Gradually I developed an idea of what this new novel should be about. I had looked around at my contemporaries and noticed a few of them were expressing dissatisfaction with the way their life had turned out. Some were making radical changes in an attempt to make up for apparent lost opportunities, some had even left their partners or completely changed careers in a mid-life crisis that bordered on panic. And I was thinking, ‘If only we could see our lives with completely fresh eyes; if only we could view it all from the perspective of somebody who has nothing.’ And that is when idea for The Man Who Forgot His Wife came along. I added the detail that before my narrator loses all memories, he had been in a middle of a difficult divorce. But now when he meets his partner as if for the first time, he falls completely in love with her. So it is basically a classic tale of ‘Boy meets Girl, Boy falls in love with Girl, Girl says ‘No thanks, I’ve already been married to you for twenty years and I’m not falling for that again!’

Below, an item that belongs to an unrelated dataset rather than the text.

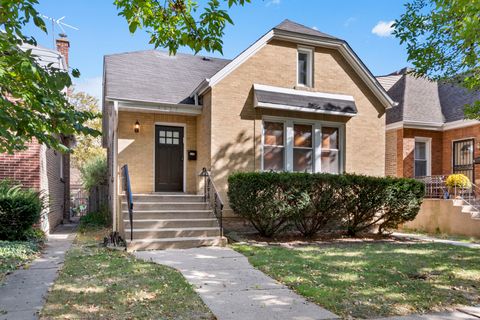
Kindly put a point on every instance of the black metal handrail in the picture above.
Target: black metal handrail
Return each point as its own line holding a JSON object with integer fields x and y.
{"x": 212, "y": 197}
{"x": 128, "y": 194}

While I sat at home bogged down somewhere in the middle of the book, the early stages of publication were already swinging into action. I saw on the internet that readers could already order their copy now. My publishers sent me the completed dust jacket which I wrapped round an old dictionary and propped on my desk as some sort of sadistic, symbolic trophy.
‘Oh wow, is that your new novel?’ said friends seeing the book.
‘Ah no, that’s just the cover. I mean, the book inside does have all the same words as mine. But just not in the same order.’
Now the due date seemed to be approaching faster than the end of the novel. I started working evenings and weekends, struggling to accommodate the mass of material in my mental hard drive. And finally I reached the punch drunk stage where you think ‘I have no idea if I like any of this any more – maybe I should completely start again with that idea of the gay Viking.’ Somebody once said ‘You don’t finish a novel, you abandon it’ and so it is at the end of such a project that you slip into a sort of numb stupor in which you become vaguely aware that the paramedics from the publisher’s have taken over. You look down and see yourself nodding weakly as the copy-editor points out that one of your characters has changed gender half way through. I don’t think I awoke from my trance until the book’s launch party. One of the top brass at my publishers wandered across and said ‘Congratulations, John. So can we have the next novel from you to publish this time next year?’
He gets out of hospital in a couple of weeks.
- John O'Farell
John O’Farrell (f 1962) har bl a arbetat med stand up, skrivit manus inom humorgenren för tv- och radio (han var en av författarna bakom megasuccén Spitting Image i slutet av 1980-talet) samt haft sin egen kolumn i tidningarna The Independent och The Guardian. Han ligger också bakom sajten NewsBiscuit, en sida för brittisk satir, och är aktivt involverad i Labour-partiet. O'Farrells första roman Det bästa av två världar (2001), blev en storsäljare. Sedan följde andra skön- och facklitterära verk som Här är ditt liv (2004), Kan innehålla spår av nötter (2005), An utterly impartial history of Britain (2008) och An utterly exasperated history of modern Britain (2012). O'Farrells senaste roman Mannen som glömde sin fru kom ut 2012. John O’Farrell bor södra London med fru, två barn och en hund.